Dienstag. 21:15 Uhr. Kopfschmerzen.
Für die meisten Menschen wäre dies ein Grund ins Bett zu gehen. Für mich jedoch war es ein Grund, sich zum ersten Mal „Das Model und der Freak“ anzuschauen. Wenn ich schon die durch solche Sendungen oft verursachten Kopfschmerzen habe, kann ich sie ja auch gleich sinnvoll nutzen…
„Das Model und der Freak“ stellt eine weitere Doku-Soap des Qualitätssenders ProSieben dar. Die Zutaten sind ganz einfach: Man nehme zwei weibliche Models, die aufgrund einer nicht zu erklärenden Selbstüberschätzung davon überzeugt sind, neben einem hübschen Lächeln auch noch andere positive Fähigkeiten aufzuweisen. Diesen stelle man zwei verkorkste Loser (eigentlich sympathische Individualisten) zur Seite, an denen die Models ihren Gottkomplex ausleben und neue, bessere Menschen erschaffen können. Dass solch eine Schöpfung nicht ganz einfach ist, sollte jedem klar sein: Immerhin hat selbst Gott mehrere Tage benötigt – und der hat gerade mal die Erde und nicht den perfekten Menschen erschaffen. So sind trotz der geballten Macht unserer beiden Über-Models mehrere Schritte notwendig, um die Freaks in wahre Frauenträume zu verwandeln.
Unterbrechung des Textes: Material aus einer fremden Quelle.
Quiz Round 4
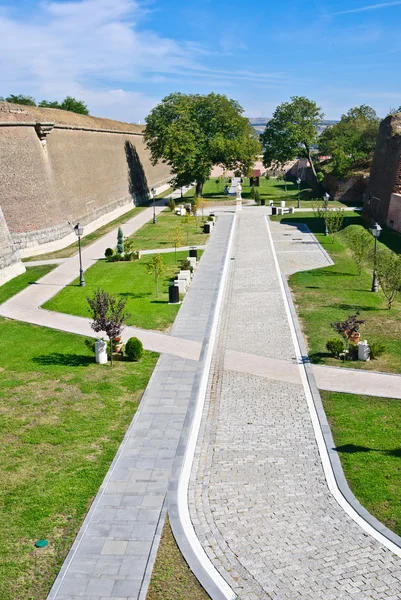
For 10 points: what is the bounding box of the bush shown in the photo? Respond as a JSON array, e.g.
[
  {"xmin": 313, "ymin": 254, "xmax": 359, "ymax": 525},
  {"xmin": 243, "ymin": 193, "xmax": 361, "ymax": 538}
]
[
  {"xmin": 125, "ymin": 338, "xmax": 143, "ymax": 361},
  {"xmin": 326, "ymin": 338, "xmax": 344, "ymax": 358},
  {"xmin": 369, "ymin": 342, "xmax": 386, "ymax": 360},
  {"xmin": 85, "ymin": 338, "xmax": 96, "ymax": 354}
]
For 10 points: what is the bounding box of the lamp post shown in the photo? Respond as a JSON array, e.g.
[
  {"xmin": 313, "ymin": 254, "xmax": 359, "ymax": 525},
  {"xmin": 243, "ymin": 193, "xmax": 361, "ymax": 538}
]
[
  {"xmin": 151, "ymin": 188, "xmax": 156, "ymax": 225},
  {"xmin": 324, "ymin": 192, "xmax": 330, "ymax": 235},
  {"xmin": 370, "ymin": 223, "xmax": 382, "ymax": 292},
  {"xmin": 74, "ymin": 223, "xmax": 85, "ymax": 287}
]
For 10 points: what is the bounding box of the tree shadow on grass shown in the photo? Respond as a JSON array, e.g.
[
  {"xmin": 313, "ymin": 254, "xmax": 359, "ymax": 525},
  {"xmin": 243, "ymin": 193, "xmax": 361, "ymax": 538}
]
[
  {"xmin": 32, "ymin": 352, "xmax": 94, "ymax": 367},
  {"xmin": 334, "ymin": 444, "xmax": 401, "ymax": 458},
  {"xmin": 119, "ymin": 292, "xmax": 152, "ymax": 300},
  {"xmin": 330, "ymin": 302, "xmax": 382, "ymax": 312}
]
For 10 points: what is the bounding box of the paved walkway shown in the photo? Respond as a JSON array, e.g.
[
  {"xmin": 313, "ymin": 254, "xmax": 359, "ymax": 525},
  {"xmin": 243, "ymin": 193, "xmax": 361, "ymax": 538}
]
[
  {"xmin": 189, "ymin": 208, "xmax": 401, "ymax": 600},
  {"xmin": 49, "ymin": 217, "xmax": 232, "ymax": 600}
]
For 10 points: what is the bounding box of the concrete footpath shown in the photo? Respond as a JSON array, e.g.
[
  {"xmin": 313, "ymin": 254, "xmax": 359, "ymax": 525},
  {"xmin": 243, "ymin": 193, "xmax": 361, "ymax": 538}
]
[
  {"xmin": 49, "ymin": 216, "xmax": 233, "ymax": 600},
  {"xmin": 188, "ymin": 208, "xmax": 401, "ymax": 600}
]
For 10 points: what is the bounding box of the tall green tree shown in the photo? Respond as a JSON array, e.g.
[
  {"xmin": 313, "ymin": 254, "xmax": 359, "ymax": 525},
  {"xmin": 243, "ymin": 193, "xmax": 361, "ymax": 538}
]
[
  {"xmin": 1, "ymin": 94, "xmax": 36, "ymax": 106},
  {"xmin": 318, "ymin": 104, "xmax": 379, "ymax": 177},
  {"xmin": 260, "ymin": 96, "xmax": 324, "ymax": 177},
  {"xmin": 145, "ymin": 93, "xmax": 260, "ymax": 196}
]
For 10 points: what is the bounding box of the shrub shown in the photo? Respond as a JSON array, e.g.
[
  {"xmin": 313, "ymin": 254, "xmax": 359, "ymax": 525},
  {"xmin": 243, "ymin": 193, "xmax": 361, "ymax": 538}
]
[
  {"xmin": 369, "ymin": 342, "xmax": 386, "ymax": 360},
  {"xmin": 326, "ymin": 338, "xmax": 344, "ymax": 358},
  {"xmin": 125, "ymin": 338, "xmax": 143, "ymax": 361},
  {"xmin": 181, "ymin": 258, "xmax": 191, "ymax": 271},
  {"xmin": 85, "ymin": 338, "xmax": 96, "ymax": 354}
]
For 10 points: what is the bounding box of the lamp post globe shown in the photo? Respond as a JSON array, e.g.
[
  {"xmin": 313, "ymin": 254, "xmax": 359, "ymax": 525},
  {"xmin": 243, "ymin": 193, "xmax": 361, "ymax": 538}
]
[
  {"xmin": 297, "ymin": 177, "xmax": 301, "ymax": 208},
  {"xmin": 74, "ymin": 223, "xmax": 85, "ymax": 287},
  {"xmin": 370, "ymin": 223, "xmax": 382, "ymax": 292}
]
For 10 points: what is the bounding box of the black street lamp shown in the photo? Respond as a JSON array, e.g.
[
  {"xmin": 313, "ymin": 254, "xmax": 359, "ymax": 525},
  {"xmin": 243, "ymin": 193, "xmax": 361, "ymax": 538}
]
[
  {"xmin": 150, "ymin": 188, "xmax": 156, "ymax": 225},
  {"xmin": 324, "ymin": 192, "xmax": 330, "ymax": 235},
  {"xmin": 74, "ymin": 223, "xmax": 85, "ymax": 287},
  {"xmin": 297, "ymin": 177, "xmax": 301, "ymax": 208},
  {"xmin": 370, "ymin": 223, "xmax": 382, "ymax": 292}
]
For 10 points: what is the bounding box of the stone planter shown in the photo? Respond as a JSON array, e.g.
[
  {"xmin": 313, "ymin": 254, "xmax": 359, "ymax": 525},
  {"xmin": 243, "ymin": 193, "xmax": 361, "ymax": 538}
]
[{"xmin": 95, "ymin": 340, "xmax": 107, "ymax": 365}]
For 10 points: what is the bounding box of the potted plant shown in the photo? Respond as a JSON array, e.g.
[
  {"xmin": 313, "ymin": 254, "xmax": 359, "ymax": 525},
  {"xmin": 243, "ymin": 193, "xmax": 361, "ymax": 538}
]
[{"xmin": 330, "ymin": 310, "xmax": 365, "ymax": 353}]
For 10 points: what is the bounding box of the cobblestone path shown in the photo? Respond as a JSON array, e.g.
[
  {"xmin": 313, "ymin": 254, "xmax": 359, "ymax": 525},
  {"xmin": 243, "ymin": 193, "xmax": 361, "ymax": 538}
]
[{"xmin": 189, "ymin": 209, "xmax": 401, "ymax": 600}]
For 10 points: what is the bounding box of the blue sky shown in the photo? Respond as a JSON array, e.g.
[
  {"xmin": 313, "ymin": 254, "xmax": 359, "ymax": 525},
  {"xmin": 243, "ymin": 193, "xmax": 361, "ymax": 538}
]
[{"xmin": 0, "ymin": 0, "xmax": 401, "ymax": 121}]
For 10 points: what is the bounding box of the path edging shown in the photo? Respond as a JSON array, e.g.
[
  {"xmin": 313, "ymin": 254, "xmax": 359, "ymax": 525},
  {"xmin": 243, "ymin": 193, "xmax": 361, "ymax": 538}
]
[{"xmin": 167, "ymin": 215, "xmax": 237, "ymax": 600}]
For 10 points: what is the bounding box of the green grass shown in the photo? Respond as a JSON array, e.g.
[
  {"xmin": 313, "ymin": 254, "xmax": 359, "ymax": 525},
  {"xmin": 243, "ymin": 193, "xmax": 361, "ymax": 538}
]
[
  {"xmin": 185, "ymin": 177, "xmax": 358, "ymax": 208},
  {"xmin": 0, "ymin": 265, "xmax": 55, "ymax": 304},
  {"xmin": 125, "ymin": 209, "xmax": 209, "ymax": 250},
  {"xmin": 146, "ymin": 518, "xmax": 210, "ymax": 600},
  {"xmin": 270, "ymin": 212, "xmax": 401, "ymax": 373},
  {"xmin": 24, "ymin": 206, "xmax": 146, "ymax": 261},
  {"xmin": 321, "ymin": 392, "xmax": 401, "ymax": 535},
  {"xmin": 43, "ymin": 251, "xmax": 198, "ymax": 331},
  {"xmin": 0, "ymin": 319, "xmax": 157, "ymax": 600}
]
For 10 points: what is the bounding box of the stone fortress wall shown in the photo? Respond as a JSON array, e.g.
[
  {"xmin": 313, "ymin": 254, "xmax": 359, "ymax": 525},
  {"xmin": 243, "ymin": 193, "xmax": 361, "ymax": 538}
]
[
  {"xmin": 364, "ymin": 113, "xmax": 401, "ymax": 233},
  {"xmin": 0, "ymin": 102, "xmax": 170, "ymax": 278}
]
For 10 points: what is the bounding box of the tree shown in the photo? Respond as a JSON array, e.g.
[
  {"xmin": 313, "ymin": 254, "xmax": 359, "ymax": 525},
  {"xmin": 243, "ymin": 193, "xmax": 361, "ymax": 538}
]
[
  {"xmin": 323, "ymin": 208, "xmax": 344, "ymax": 244},
  {"xmin": 377, "ymin": 250, "xmax": 401, "ymax": 309},
  {"xmin": 260, "ymin": 96, "xmax": 324, "ymax": 177},
  {"xmin": 145, "ymin": 93, "xmax": 260, "ymax": 196},
  {"xmin": 168, "ymin": 227, "xmax": 182, "ymax": 262},
  {"xmin": 318, "ymin": 104, "xmax": 379, "ymax": 177},
  {"xmin": 345, "ymin": 225, "xmax": 373, "ymax": 275},
  {"xmin": 146, "ymin": 254, "xmax": 166, "ymax": 298},
  {"xmin": 38, "ymin": 100, "xmax": 61, "ymax": 108},
  {"xmin": 6, "ymin": 94, "xmax": 36, "ymax": 106},
  {"xmin": 330, "ymin": 310, "xmax": 365, "ymax": 350},
  {"xmin": 86, "ymin": 289, "xmax": 130, "ymax": 366},
  {"xmin": 60, "ymin": 96, "xmax": 89, "ymax": 115}
]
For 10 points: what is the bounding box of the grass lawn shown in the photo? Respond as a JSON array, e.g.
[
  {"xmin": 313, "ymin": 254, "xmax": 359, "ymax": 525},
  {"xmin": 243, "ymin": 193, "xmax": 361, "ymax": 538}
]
[
  {"xmin": 185, "ymin": 177, "xmax": 360, "ymax": 208},
  {"xmin": 0, "ymin": 265, "xmax": 55, "ymax": 304},
  {"xmin": 43, "ymin": 251, "xmax": 198, "ymax": 331},
  {"xmin": 125, "ymin": 209, "xmax": 209, "ymax": 250},
  {"xmin": 146, "ymin": 518, "xmax": 210, "ymax": 600},
  {"xmin": 0, "ymin": 319, "xmax": 157, "ymax": 600},
  {"xmin": 24, "ymin": 206, "xmax": 147, "ymax": 261},
  {"xmin": 320, "ymin": 392, "xmax": 401, "ymax": 535},
  {"xmin": 273, "ymin": 212, "xmax": 401, "ymax": 373}
]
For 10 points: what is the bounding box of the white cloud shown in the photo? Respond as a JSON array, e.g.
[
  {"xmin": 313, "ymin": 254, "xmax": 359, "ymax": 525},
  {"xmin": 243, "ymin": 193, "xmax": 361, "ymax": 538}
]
[{"xmin": 330, "ymin": 0, "xmax": 401, "ymax": 17}]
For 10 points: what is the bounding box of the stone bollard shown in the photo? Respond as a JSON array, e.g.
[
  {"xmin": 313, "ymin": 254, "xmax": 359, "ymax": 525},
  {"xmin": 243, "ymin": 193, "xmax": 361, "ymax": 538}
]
[
  {"xmin": 95, "ymin": 340, "xmax": 107, "ymax": 365},
  {"xmin": 358, "ymin": 340, "xmax": 370, "ymax": 360}
]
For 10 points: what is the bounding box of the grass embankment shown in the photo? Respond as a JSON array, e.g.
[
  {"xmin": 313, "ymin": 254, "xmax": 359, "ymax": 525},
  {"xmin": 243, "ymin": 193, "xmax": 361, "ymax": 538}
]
[
  {"xmin": 273, "ymin": 212, "xmax": 401, "ymax": 373},
  {"xmin": 43, "ymin": 251, "xmax": 200, "ymax": 331},
  {"xmin": 123, "ymin": 210, "xmax": 209, "ymax": 250},
  {"xmin": 0, "ymin": 269, "xmax": 157, "ymax": 600},
  {"xmin": 146, "ymin": 518, "xmax": 210, "ymax": 600},
  {"xmin": 0, "ymin": 265, "xmax": 55, "ymax": 304},
  {"xmin": 321, "ymin": 392, "xmax": 401, "ymax": 535},
  {"xmin": 185, "ymin": 177, "xmax": 358, "ymax": 208},
  {"xmin": 23, "ymin": 206, "xmax": 147, "ymax": 261}
]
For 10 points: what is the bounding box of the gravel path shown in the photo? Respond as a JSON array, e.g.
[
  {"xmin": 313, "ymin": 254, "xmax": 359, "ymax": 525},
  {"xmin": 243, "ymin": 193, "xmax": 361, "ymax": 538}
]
[{"xmin": 189, "ymin": 210, "xmax": 401, "ymax": 600}]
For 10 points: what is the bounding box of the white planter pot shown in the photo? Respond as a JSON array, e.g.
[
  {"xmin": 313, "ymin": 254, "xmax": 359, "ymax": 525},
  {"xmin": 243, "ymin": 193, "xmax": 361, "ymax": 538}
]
[{"xmin": 95, "ymin": 340, "xmax": 107, "ymax": 365}]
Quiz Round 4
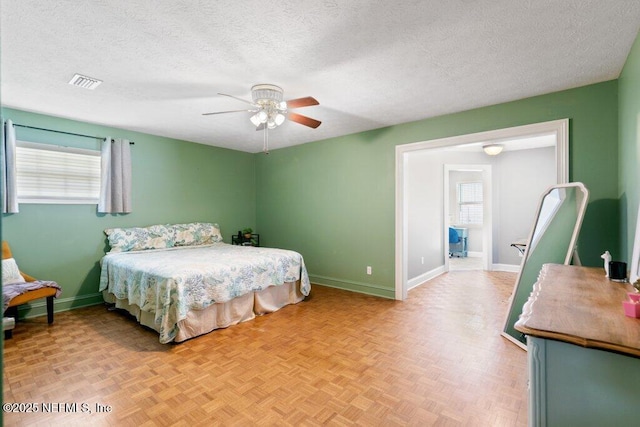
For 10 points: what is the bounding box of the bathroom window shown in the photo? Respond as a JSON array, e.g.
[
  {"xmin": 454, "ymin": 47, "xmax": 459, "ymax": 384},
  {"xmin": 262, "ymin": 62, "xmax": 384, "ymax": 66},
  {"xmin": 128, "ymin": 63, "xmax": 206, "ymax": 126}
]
[{"xmin": 457, "ymin": 182, "xmax": 484, "ymax": 225}]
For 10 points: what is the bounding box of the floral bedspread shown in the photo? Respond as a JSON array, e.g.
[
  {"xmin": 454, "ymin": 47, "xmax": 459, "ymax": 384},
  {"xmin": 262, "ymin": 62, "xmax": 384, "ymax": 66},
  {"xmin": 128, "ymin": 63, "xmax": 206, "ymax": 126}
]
[{"xmin": 100, "ymin": 243, "xmax": 311, "ymax": 343}]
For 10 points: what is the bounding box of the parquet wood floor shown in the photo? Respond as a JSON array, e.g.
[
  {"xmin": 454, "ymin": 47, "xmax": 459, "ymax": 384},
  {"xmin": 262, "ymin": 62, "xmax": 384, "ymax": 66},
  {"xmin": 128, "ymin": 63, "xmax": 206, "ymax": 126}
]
[{"xmin": 3, "ymin": 271, "xmax": 527, "ymax": 427}]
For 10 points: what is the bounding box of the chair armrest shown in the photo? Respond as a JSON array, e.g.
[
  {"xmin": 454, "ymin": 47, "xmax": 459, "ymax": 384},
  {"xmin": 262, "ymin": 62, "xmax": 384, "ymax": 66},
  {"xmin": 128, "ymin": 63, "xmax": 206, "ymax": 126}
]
[{"xmin": 20, "ymin": 271, "xmax": 38, "ymax": 282}]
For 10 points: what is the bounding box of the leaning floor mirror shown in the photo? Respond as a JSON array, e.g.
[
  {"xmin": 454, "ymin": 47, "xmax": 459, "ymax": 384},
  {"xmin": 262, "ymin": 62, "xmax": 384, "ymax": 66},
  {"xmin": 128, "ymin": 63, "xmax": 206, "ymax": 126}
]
[{"xmin": 502, "ymin": 182, "xmax": 589, "ymax": 349}]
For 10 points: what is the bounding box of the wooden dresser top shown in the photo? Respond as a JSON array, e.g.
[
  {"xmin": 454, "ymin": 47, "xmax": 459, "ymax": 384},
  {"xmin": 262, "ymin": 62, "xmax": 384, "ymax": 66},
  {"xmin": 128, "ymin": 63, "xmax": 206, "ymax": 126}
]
[{"xmin": 515, "ymin": 264, "xmax": 640, "ymax": 357}]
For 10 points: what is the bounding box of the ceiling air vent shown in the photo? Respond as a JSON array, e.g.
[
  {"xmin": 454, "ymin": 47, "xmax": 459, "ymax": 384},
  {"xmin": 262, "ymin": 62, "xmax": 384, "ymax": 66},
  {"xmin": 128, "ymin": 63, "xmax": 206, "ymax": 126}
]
[{"xmin": 69, "ymin": 74, "xmax": 102, "ymax": 90}]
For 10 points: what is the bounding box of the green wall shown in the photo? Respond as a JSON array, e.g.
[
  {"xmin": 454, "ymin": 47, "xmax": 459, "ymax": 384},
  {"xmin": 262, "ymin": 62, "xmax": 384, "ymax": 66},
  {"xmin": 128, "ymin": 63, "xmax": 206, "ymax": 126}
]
[
  {"xmin": 618, "ymin": 30, "xmax": 640, "ymax": 262},
  {"xmin": 2, "ymin": 80, "xmax": 635, "ymax": 312},
  {"xmin": 256, "ymin": 80, "xmax": 620, "ymax": 297},
  {"xmin": 2, "ymin": 109, "xmax": 256, "ymax": 316}
]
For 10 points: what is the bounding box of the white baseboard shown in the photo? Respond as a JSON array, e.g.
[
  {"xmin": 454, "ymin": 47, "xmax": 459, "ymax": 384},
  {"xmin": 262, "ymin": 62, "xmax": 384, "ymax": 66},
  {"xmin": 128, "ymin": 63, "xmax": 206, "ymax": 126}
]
[{"xmin": 491, "ymin": 264, "xmax": 520, "ymax": 273}]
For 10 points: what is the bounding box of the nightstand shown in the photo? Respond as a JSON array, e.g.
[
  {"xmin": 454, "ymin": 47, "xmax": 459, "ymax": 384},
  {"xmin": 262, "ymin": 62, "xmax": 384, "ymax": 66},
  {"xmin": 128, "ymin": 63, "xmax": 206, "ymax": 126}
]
[{"xmin": 231, "ymin": 234, "xmax": 260, "ymax": 246}]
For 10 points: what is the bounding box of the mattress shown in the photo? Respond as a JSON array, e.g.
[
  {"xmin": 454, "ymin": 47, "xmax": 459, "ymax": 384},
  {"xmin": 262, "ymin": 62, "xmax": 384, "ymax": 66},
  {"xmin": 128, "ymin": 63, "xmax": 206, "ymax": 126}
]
[{"xmin": 100, "ymin": 243, "xmax": 311, "ymax": 343}]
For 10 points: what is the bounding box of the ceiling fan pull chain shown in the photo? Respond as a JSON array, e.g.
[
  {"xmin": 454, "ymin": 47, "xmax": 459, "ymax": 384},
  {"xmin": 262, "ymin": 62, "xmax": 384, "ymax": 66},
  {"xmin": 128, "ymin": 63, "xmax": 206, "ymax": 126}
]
[{"xmin": 262, "ymin": 126, "xmax": 269, "ymax": 154}]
Schritt 1 – Das Kennenlernen
Während sich unsere beiden Models auf einer Couch räkeln, als würden sie glauben, gerade einen Regisseur von sich überzeugen zu müssen, werden nacheinander die beiden männlichen Tonfiguren hereingeführt. Dank ihrer Fähigkeit, in Sekundenschnelle auch die verwinkelsten Gänge der Seele zu erkunden, können unsere beiden Model-Psychologinnen die jeweiligen Probleme ihrer Haustiere auf Anhieb erkennen und unverzüglich entsprechende Maßnahmen einleiten. Was hätte bloß aus Sigmund Freud werden können, hätte er damals solch eine Unterstützung erhalten.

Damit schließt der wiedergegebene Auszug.